Sin embargo,  a pesar de que al fin de la guerra fría Gorbachov  entregó el imperio ruso (el creado por Pedro el Grande) “sin disparar un tiro” como dice Poch,  un caso insólito de retirada incondicional de uno de los contendientes en una confrontación global  – que por su escala y consecuencias para la correlación de fuerzas solo puede compararse con el fin de la  primera guerra mundial –  todo parece indicar que Washington no comprendió los alcances y naturaleza del triunfo obtenido, pues trató  a Rusia en forma humillante,  favoreciendo  el retorno a la autocracia y un nacionalismo ruso,  ofendido y humillado, que ahora choca con las narrativas anti-rusas del entorno exsoviético.

De manera que el trato que los occidentales han dado a la Rusia de la post guerra fría es comparable con el que se dio a la Alemania de la república de Weimar (por eso Poch alude a “Weimar en Moscú”).
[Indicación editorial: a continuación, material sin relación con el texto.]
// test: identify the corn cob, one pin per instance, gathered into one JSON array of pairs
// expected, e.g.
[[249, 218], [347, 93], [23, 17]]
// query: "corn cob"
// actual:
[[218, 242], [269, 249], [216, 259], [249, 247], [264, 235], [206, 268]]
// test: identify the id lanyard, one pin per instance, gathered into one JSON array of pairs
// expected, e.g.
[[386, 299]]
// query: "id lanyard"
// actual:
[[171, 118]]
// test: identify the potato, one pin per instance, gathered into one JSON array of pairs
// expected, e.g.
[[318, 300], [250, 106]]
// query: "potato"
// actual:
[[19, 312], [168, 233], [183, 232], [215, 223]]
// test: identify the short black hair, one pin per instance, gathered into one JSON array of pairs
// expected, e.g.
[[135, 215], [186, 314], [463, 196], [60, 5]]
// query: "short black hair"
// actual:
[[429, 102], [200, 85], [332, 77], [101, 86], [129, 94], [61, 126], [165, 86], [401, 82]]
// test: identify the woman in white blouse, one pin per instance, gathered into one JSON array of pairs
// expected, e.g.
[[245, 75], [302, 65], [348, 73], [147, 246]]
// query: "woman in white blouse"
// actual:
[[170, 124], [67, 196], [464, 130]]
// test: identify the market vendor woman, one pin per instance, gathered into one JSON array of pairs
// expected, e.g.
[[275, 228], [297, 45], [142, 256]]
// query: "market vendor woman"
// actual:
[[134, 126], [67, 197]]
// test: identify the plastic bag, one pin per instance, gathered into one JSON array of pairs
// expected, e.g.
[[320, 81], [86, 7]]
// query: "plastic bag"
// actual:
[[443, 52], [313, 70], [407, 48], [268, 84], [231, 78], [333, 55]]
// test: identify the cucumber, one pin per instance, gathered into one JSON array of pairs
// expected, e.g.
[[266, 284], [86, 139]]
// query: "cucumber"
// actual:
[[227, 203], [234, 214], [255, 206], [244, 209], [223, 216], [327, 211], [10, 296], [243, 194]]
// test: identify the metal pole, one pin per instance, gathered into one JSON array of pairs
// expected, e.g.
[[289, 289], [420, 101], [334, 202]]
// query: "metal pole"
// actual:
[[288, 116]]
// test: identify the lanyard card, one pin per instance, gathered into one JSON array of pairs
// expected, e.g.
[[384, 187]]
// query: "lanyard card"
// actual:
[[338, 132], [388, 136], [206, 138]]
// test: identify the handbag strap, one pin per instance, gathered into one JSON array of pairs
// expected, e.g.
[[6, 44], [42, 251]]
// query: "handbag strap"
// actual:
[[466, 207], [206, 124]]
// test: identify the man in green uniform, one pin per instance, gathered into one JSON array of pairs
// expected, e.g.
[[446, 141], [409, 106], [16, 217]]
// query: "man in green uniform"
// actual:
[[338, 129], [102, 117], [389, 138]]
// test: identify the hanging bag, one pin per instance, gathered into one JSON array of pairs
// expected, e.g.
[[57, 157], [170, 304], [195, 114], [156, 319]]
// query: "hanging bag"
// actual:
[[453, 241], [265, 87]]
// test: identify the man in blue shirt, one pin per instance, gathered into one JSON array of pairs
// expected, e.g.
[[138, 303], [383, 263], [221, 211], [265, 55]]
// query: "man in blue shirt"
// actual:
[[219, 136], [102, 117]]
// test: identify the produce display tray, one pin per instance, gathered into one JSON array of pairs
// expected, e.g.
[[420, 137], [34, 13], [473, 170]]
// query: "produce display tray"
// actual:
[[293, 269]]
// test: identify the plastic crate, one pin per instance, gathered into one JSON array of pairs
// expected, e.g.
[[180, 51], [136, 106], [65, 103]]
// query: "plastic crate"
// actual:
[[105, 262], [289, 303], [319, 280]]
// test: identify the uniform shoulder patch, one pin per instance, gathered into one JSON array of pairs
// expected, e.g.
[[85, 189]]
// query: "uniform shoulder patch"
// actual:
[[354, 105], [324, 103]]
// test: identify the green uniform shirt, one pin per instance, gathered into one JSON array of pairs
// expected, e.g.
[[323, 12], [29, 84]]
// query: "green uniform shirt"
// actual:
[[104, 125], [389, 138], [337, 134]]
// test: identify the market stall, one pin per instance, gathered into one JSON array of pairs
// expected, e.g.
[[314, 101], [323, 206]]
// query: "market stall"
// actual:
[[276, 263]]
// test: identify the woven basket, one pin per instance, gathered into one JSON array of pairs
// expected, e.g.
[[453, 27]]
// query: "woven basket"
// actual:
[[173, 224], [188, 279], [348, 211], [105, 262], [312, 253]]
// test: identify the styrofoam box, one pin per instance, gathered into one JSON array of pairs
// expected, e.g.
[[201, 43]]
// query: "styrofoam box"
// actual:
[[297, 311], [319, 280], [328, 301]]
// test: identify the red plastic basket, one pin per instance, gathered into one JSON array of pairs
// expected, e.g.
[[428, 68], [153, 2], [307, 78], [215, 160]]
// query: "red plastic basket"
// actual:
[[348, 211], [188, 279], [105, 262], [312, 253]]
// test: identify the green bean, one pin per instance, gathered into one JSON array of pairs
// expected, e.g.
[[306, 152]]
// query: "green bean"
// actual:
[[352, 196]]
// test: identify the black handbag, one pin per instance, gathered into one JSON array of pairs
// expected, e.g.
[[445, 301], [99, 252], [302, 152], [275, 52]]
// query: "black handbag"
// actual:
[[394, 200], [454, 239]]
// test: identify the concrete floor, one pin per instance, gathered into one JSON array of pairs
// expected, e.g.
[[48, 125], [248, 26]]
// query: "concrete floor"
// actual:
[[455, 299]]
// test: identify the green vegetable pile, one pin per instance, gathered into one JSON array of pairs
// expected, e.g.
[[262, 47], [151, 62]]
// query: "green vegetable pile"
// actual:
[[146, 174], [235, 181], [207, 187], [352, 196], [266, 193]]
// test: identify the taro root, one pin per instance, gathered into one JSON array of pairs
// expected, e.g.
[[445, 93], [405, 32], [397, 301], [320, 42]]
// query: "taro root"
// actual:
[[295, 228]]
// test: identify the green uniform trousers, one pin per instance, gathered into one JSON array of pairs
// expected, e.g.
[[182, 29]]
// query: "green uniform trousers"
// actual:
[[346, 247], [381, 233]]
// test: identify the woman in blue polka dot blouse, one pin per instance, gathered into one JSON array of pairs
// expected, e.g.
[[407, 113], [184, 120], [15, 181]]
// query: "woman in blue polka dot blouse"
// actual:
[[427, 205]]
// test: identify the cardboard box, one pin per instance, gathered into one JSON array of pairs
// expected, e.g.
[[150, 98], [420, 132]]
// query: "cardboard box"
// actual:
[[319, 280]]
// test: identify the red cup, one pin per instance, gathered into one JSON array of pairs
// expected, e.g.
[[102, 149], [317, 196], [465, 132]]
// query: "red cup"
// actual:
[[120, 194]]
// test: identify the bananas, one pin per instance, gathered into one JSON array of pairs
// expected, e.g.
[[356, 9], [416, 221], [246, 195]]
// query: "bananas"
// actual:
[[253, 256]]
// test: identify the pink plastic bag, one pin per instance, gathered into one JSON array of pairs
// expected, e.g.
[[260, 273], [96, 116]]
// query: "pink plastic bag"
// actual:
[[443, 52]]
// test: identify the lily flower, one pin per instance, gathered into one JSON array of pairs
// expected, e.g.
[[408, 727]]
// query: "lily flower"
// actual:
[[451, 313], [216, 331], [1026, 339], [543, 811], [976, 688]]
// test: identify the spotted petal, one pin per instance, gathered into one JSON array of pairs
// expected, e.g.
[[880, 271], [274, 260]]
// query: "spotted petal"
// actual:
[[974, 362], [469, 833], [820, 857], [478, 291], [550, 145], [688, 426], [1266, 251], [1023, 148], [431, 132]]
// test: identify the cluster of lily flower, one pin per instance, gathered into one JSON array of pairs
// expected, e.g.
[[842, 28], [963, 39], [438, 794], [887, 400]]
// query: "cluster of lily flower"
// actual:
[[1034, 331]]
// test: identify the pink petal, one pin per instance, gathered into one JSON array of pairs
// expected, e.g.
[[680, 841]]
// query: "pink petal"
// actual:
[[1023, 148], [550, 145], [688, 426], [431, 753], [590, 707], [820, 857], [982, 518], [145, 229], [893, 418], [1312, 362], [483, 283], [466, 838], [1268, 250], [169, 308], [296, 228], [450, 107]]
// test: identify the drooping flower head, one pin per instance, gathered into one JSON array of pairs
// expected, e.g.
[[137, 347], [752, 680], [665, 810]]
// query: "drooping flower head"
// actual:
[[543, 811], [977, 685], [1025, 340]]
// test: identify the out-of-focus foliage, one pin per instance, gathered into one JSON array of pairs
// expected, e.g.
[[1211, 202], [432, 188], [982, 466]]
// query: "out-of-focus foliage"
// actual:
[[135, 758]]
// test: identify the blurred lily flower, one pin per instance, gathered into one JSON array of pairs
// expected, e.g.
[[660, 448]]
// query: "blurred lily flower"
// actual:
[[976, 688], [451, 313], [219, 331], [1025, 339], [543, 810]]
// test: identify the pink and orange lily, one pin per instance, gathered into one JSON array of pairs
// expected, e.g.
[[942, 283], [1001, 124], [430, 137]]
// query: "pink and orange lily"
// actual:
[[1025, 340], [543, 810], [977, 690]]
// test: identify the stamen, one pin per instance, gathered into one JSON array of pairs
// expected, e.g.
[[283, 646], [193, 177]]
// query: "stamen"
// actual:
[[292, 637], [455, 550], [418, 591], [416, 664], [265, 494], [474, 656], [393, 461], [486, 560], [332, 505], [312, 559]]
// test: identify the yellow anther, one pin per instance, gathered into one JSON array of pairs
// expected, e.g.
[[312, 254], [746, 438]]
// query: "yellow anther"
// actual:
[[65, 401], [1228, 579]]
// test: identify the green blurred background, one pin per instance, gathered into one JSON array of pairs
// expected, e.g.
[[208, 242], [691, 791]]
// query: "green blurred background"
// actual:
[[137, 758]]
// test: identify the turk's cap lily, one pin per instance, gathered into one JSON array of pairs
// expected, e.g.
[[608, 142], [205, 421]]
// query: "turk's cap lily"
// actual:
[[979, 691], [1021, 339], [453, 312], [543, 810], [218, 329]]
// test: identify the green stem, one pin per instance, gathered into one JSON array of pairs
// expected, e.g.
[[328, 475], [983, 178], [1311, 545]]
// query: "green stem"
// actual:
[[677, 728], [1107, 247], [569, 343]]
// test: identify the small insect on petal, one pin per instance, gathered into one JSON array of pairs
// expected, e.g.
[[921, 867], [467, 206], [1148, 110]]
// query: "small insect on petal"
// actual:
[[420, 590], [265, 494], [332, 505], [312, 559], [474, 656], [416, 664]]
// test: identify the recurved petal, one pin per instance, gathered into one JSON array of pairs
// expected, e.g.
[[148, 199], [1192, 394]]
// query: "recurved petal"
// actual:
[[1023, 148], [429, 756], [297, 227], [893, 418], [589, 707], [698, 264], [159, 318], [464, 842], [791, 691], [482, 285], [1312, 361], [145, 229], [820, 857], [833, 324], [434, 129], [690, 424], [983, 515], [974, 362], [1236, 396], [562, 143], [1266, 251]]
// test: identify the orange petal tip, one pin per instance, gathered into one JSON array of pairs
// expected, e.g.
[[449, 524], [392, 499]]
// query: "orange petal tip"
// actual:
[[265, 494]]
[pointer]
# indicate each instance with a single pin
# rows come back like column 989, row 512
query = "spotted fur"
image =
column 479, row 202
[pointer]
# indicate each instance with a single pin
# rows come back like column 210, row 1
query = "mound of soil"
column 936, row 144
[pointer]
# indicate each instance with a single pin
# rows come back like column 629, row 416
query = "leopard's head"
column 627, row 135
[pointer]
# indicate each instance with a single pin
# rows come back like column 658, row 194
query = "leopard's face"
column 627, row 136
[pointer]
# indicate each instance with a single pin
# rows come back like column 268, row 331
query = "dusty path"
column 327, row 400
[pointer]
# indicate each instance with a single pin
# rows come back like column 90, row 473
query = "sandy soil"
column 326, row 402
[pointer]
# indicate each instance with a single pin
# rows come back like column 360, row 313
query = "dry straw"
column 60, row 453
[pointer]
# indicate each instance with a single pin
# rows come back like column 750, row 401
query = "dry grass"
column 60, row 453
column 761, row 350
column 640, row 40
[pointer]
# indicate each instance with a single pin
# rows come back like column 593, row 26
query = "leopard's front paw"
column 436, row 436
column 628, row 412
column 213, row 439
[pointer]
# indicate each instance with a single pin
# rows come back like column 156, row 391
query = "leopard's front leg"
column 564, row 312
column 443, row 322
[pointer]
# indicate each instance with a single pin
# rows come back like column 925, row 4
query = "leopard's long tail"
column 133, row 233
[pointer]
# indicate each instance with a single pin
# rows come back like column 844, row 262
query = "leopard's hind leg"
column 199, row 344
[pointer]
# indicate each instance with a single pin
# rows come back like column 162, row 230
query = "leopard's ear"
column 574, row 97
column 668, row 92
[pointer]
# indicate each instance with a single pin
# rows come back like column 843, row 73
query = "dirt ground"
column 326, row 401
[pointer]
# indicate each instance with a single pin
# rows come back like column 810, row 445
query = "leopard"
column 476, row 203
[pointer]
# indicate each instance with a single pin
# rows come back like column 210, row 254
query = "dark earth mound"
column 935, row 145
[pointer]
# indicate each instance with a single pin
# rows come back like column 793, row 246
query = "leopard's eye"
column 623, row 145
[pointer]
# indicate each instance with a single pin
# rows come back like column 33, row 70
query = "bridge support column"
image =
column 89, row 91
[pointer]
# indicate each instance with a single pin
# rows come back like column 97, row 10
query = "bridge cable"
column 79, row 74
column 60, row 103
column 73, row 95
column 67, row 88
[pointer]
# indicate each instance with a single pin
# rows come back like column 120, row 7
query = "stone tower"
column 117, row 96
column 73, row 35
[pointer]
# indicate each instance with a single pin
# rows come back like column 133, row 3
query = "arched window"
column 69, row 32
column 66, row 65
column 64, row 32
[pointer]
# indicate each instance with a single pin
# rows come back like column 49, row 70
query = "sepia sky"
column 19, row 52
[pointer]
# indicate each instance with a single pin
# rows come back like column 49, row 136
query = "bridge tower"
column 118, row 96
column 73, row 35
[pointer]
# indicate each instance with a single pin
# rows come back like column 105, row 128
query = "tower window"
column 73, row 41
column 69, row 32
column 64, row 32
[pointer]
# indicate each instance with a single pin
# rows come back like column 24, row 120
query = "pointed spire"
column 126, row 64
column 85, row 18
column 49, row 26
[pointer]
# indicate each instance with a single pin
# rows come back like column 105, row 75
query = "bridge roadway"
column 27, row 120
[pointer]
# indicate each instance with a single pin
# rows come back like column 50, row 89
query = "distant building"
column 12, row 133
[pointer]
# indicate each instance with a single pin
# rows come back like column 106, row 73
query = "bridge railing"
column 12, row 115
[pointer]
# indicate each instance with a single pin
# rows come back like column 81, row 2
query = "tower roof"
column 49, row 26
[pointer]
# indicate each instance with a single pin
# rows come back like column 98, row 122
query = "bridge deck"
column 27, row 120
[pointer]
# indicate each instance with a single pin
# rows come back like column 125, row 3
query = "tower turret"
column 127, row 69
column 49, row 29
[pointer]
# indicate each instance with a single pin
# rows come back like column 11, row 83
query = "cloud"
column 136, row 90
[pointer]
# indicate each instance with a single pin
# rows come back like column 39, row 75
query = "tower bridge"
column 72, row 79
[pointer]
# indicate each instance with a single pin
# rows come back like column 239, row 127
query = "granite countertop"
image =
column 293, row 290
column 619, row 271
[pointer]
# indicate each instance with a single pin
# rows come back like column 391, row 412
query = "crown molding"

Y lo peor es que, en lugar promover un alto al fuego, las negociaciones están ya vinculadas con los resultados que se obtengan en el campo de batalla y por ello Occidente le estaría apostando, lamentablemente, al fortalecimiento del aparato militar ucraniano y a la prolongación de la guerra.   El reciente hundimiento del crucero Moskva, buque insignia de la flota rusa en el mar Negro, por un misil que muy probablemente se encuentra dentro del armamento proporcionado por la OTAN, así como los reveses sufridos por las tropas rusas que todavía no toman la estratégica ciudad de Mariupol a orillas del mar de Azov, apunta en esa dirección.

De manera que,  si lo que está en juego en este enfrentamiento solapado (de facto) entre Rusia y la OTAN  no es la contención de una Rusia en búsqueda de la reconstrucción del viejo imperio zarista,  sino el de evitar la adhesión de Kiev a la OTAN, algo perfectamente realizable en el relativo corto plazo ( porque si el  Kremlin se hubiese propuesto el   “cambio de régimen” en Kiev no habría terminado con el asedio de la capital ucraniana) habría que insistir en esta salida,  tomando en cuenta que un cese de hostilidades permitiría, por lo menos,  disminuir el número de víctimas civiles, evitando el incremento de crímenes de guerra y abriendo una ventana  de oportunidad para el retorno de refugiados.